C. Section 667.5 Enhancements
Finally, appellant contends the trial court erred in imposing two section 667.5 enhancements, as he admitted only the fact of the prior convictions, not the additional facts that he served separate prison terms for those priors and that he committed a new crime within the five-year "washout" period. (See People v. Epperson (1985) 168 Cal.App.3d 856, 864-865 [striking enhancements for section 667.5 priors because defendant's admission to "convictions" did not include admissions of all necessary elements of the enhancements].)
On the record before us, we find appellant's admissions sufficient to encompass both the facts of the convictions and the elements of the enhancements set forth in the information and alluded to by the court. The information alleged that appellant had suffered two prior convictions, one in 2006 and another in 2009, that "a term was served as described in Penal Code section 667.5 for said offense(s), and that the defendant did not remain free of prison custody for, and did commit an offense resulting in a felony conviction during, a period of five years subsequent to the conclusion of said term." The court referred back to the information when it held a court trial on "the unresolved prior felony convictions which were bifurcated from the trial," noting specifically that "[t]hese are both state prison priors pursuant to 667.5, subdivision (b)." When asked whether he understood that he could be sentenced to serve an additional one year for each of the two state prison priors, appellant responded that he did, and then admitted the priors. The trial court found the prior convictions true "within the meaning of Penal Code section 667.5, subdivision (b)."

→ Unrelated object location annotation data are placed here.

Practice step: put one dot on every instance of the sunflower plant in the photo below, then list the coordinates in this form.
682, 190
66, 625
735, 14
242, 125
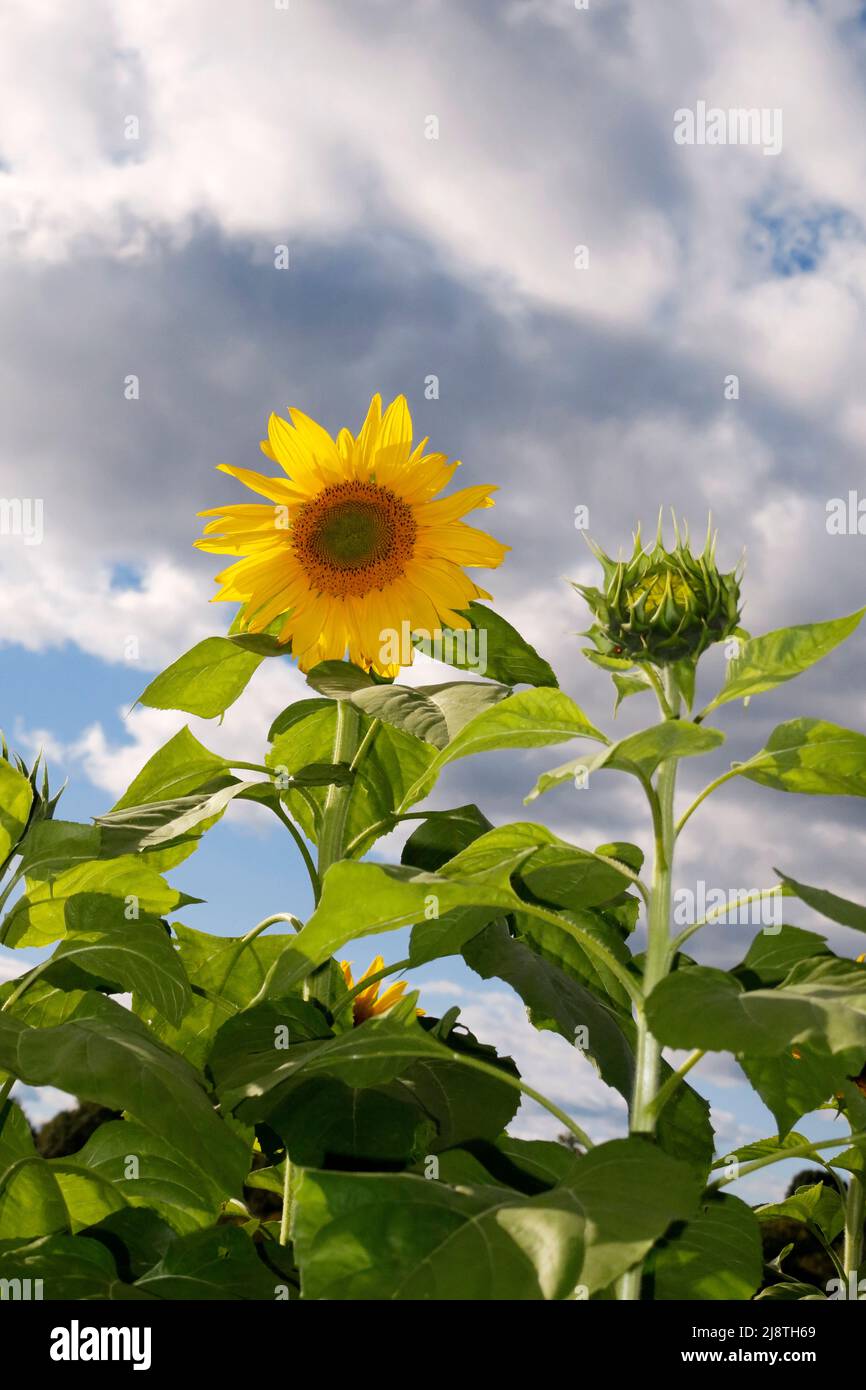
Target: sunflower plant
287, 1121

In light of the totality of the circumstances (see People v. Mosby (2004) 33 Cal.4th 353, 356), we conclude that appellant admitted the allegations set forth in the information, which included all the elements under section 667.5, subdivision (b). (See People v. Ebner (1966) 64 Cal.2d 297, 303 ["Defendant's admission of the prior convictions is not limited in scope to the fact of the convictions but extends to all allegations concerning the felonies contained in the information"].) Accordingly, the trial court did not err by imposing the one-year prior prison term enhancements.
The judgment is affirmed.
CERTIFIED FOR PUBLICATION.
We concur: EPSTEIN, P. J. SUZUKAWA, J.